3. The longest recorded polar bear swim was 687km.

It took my wife and I nearly 30 days to walk that distance across Spain on the Camino de Santiago. In 2011, a female polar bear swam 687km over nine straight days. Her cub unfortunately did not survive the journey. She lost 22% of her body weight in an effort to make landfall. 


Image credit: Kiley Torti


4. Life is not a circus act.

In Barle’s Story, world-renowned zookeeper Else Poulsen shares the heartrending story of a female polar bear named Bärle who was rescued from the inhumane conditions of a circus in the Caribbean. In the safety and sanctuary of the Detroit Zoo, Poulsen helped Barle recover and rediscover love, experience motherhood and follow innate seal hunting instincts in captivity. You can watch a CityTV interview with Poulsen here and see footage of Barle’s past and progress.


5. Polar bears can detect scents from 30km away.

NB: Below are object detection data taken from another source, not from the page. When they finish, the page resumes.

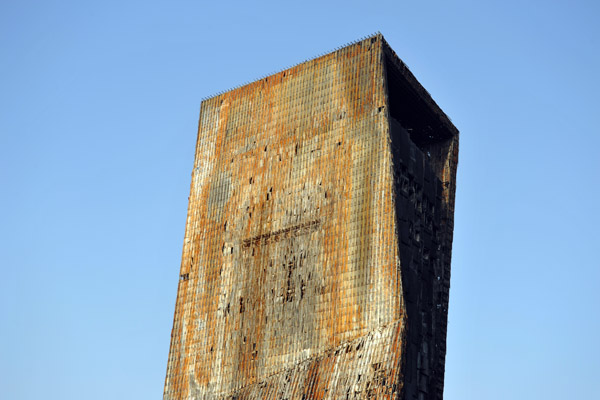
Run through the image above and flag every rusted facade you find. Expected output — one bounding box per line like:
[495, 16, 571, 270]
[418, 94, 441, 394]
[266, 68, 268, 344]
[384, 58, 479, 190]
[164, 35, 458, 400]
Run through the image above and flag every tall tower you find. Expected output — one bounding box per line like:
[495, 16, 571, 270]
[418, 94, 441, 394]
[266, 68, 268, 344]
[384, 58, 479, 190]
[164, 34, 458, 400]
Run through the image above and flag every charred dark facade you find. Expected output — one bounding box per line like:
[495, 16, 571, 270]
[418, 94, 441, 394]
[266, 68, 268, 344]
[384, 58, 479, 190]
[164, 35, 458, 400]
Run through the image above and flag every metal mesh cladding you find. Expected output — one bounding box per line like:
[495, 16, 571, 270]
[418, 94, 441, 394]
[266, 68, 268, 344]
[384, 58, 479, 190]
[164, 35, 458, 399]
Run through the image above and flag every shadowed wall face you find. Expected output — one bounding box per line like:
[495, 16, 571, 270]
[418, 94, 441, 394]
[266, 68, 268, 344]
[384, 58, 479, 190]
[164, 35, 458, 399]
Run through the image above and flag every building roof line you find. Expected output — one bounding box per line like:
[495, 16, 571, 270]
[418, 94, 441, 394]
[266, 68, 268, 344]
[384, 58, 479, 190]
[201, 31, 383, 102]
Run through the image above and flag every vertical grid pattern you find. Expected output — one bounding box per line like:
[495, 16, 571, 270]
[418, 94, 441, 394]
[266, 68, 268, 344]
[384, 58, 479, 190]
[164, 35, 458, 399]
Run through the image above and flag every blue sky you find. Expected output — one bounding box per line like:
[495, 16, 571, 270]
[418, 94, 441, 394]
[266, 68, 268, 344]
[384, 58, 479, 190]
[0, 0, 600, 400]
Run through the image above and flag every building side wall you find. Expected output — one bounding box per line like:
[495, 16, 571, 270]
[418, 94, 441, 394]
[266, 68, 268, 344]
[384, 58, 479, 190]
[164, 36, 404, 399]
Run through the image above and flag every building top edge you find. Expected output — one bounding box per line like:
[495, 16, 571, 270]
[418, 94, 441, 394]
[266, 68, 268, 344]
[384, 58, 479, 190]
[201, 32, 383, 102]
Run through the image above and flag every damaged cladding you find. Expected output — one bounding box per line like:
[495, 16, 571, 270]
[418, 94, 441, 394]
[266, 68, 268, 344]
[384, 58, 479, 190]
[164, 34, 458, 400]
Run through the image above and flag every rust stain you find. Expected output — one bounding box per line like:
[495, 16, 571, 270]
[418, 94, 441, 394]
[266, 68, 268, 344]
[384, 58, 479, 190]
[164, 35, 458, 399]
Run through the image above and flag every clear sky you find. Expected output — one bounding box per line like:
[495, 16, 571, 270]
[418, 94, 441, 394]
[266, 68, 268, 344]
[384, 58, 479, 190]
[0, 0, 600, 400]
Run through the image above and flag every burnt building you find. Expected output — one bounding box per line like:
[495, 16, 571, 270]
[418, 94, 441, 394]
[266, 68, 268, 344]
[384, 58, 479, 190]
[164, 34, 458, 400]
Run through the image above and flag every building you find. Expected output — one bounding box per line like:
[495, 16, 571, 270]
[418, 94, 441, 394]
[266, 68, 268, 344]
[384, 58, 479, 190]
[164, 34, 458, 400]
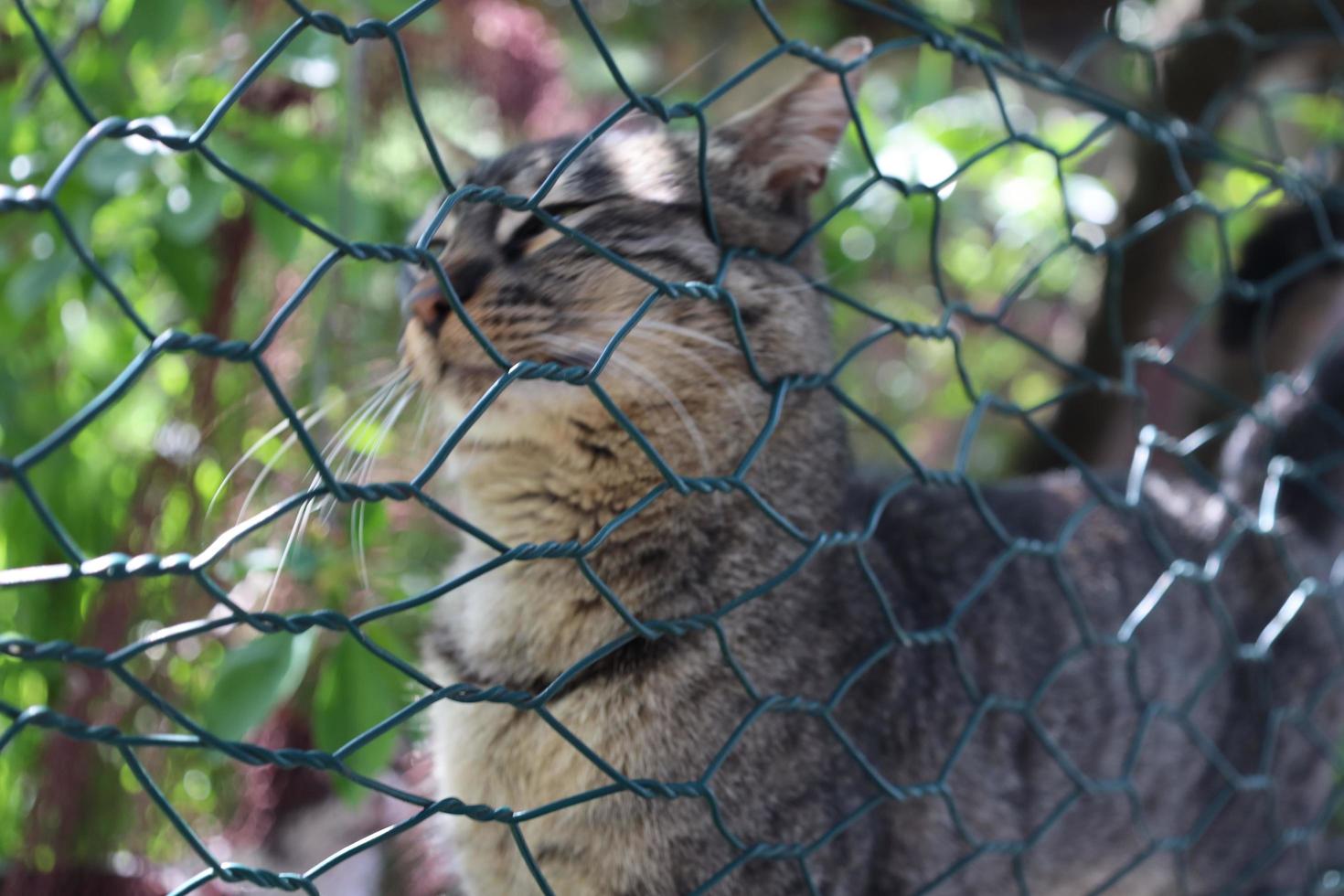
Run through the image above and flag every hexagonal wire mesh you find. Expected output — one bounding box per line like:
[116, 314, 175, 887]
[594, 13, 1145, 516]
[0, 0, 1344, 893]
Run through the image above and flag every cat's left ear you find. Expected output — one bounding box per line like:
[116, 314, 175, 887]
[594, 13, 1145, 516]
[719, 37, 872, 195]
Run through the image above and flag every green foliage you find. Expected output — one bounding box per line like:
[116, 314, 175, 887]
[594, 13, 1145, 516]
[0, 0, 1344, 891]
[200, 629, 315, 741]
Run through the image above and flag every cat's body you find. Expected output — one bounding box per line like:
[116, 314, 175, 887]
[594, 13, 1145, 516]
[406, 42, 1341, 896]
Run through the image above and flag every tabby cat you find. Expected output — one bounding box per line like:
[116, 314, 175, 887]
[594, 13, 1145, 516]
[402, 37, 1344, 896]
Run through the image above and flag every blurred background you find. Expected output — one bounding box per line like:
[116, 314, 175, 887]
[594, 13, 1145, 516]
[0, 0, 1344, 896]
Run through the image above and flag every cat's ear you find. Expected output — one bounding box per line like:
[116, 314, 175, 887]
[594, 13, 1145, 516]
[719, 37, 872, 194]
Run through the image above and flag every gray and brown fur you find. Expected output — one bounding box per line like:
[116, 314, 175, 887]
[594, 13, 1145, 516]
[392, 39, 1341, 896]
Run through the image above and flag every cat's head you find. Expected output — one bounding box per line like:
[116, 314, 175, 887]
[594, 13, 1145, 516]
[402, 37, 872, 475]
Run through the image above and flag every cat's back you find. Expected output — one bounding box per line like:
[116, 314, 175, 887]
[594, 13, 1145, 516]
[837, 473, 1339, 893]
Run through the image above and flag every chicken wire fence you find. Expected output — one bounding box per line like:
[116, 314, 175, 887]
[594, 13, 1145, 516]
[0, 0, 1344, 893]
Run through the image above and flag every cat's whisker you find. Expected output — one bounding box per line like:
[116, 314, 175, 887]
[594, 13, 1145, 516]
[314, 375, 406, 520]
[546, 333, 709, 475]
[567, 310, 741, 355]
[351, 389, 415, 591]
[236, 371, 397, 521]
[212, 401, 322, 516]
[653, 43, 727, 97]
[588, 328, 752, 423]
[262, 368, 409, 612]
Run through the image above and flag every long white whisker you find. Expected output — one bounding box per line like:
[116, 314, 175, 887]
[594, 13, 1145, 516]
[653, 43, 727, 97]
[213, 401, 321, 516]
[544, 335, 709, 475]
[262, 368, 409, 610]
[351, 389, 414, 591]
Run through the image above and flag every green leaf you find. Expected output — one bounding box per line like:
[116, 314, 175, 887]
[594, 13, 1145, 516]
[314, 638, 407, 802]
[200, 629, 317, 741]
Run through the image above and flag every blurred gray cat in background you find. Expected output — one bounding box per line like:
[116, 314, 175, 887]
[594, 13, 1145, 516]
[402, 37, 1344, 896]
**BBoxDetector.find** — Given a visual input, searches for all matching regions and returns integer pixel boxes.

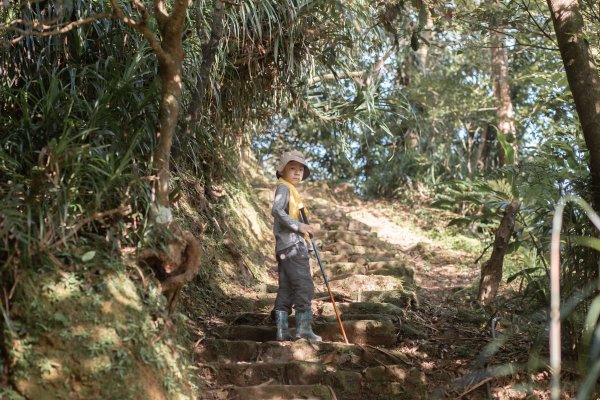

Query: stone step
[315,274,403,293]
[348,219,371,231]
[196,338,409,369]
[366,261,415,282]
[199,361,325,387]
[199,361,427,399]
[314,289,419,310]
[319,230,379,246]
[355,290,419,310]
[199,361,366,399]
[198,385,335,400]
[313,258,367,279]
[321,302,404,318]
[361,365,428,399]
[254,290,419,312]
[218,310,401,328]
[211,320,399,346]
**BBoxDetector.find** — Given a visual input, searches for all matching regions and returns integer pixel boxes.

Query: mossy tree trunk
[477,199,521,304]
[478,0,521,304]
[547,0,600,216]
[111,0,201,309]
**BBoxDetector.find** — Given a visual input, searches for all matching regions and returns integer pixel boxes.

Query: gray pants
[275,242,315,314]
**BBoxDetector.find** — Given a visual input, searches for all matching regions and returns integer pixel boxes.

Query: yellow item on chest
[277,178,304,222]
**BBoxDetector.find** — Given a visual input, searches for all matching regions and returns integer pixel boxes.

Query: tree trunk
[478,0,521,304]
[547,0,600,212]
[187,0,225,132]
[475,126,490,172]
[478,199,521,304]
[417,0,433,72]
[491,0,518,167]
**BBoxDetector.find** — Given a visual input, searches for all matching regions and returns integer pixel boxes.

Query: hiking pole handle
[300,208,350,344]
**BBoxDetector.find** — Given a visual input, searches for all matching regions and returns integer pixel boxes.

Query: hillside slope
[189,181,568,399]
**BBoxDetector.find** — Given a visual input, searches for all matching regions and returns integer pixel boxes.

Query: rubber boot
[296,310,323,342]
[275,310,292,342]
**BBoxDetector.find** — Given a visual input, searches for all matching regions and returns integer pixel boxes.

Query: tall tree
[478,0,521,304]
[547,0,600,212]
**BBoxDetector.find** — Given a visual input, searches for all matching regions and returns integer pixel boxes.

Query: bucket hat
[275,150,310,180]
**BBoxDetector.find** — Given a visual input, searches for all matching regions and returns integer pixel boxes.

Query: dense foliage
[0,0,600,398]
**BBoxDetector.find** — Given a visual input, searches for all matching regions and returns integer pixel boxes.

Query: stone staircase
[197,195,427,400]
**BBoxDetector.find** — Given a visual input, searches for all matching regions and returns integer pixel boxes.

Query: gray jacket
[271,185,306,252]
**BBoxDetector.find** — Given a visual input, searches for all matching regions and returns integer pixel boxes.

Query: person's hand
[298,224,316,236]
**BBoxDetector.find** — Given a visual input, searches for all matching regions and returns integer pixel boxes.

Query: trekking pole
[300,208,350,344]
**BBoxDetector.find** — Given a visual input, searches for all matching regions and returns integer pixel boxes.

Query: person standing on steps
[271,151,322,342]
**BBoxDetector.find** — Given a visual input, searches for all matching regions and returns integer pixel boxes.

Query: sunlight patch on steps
[347,210,431,250]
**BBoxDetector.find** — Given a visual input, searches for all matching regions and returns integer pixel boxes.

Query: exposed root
[139,229,202,311]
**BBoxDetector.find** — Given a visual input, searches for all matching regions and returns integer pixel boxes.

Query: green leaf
[571,236,600,251]
[506,267,542,283]
[81,250,96,262]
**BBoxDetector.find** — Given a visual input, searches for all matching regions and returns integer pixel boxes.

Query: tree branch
[188,0,225,126]
[110,0,168,60]
[0,13,113,44]
[307,71,366,85]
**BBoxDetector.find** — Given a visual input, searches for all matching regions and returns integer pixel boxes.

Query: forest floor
[190,182,574,399]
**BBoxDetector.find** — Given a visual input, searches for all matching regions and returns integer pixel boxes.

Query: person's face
[281,161,304,185]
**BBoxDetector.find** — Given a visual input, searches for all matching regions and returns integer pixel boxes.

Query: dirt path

Polar bears have a highly acute sense of smell. These laser-focused hunters can detect a scent from over 30 kilometres away–most of us can barely sniff out a Kentucky Fried Chicken location a block away. Polar bears can also sense the presence of seals under three feet of snow and ice too! You do not want to play hide n’ go seek with these guys.



Image credit: Kiley Torti


BONUS: Wild Women Expeditions offers Polar Bear Safaris!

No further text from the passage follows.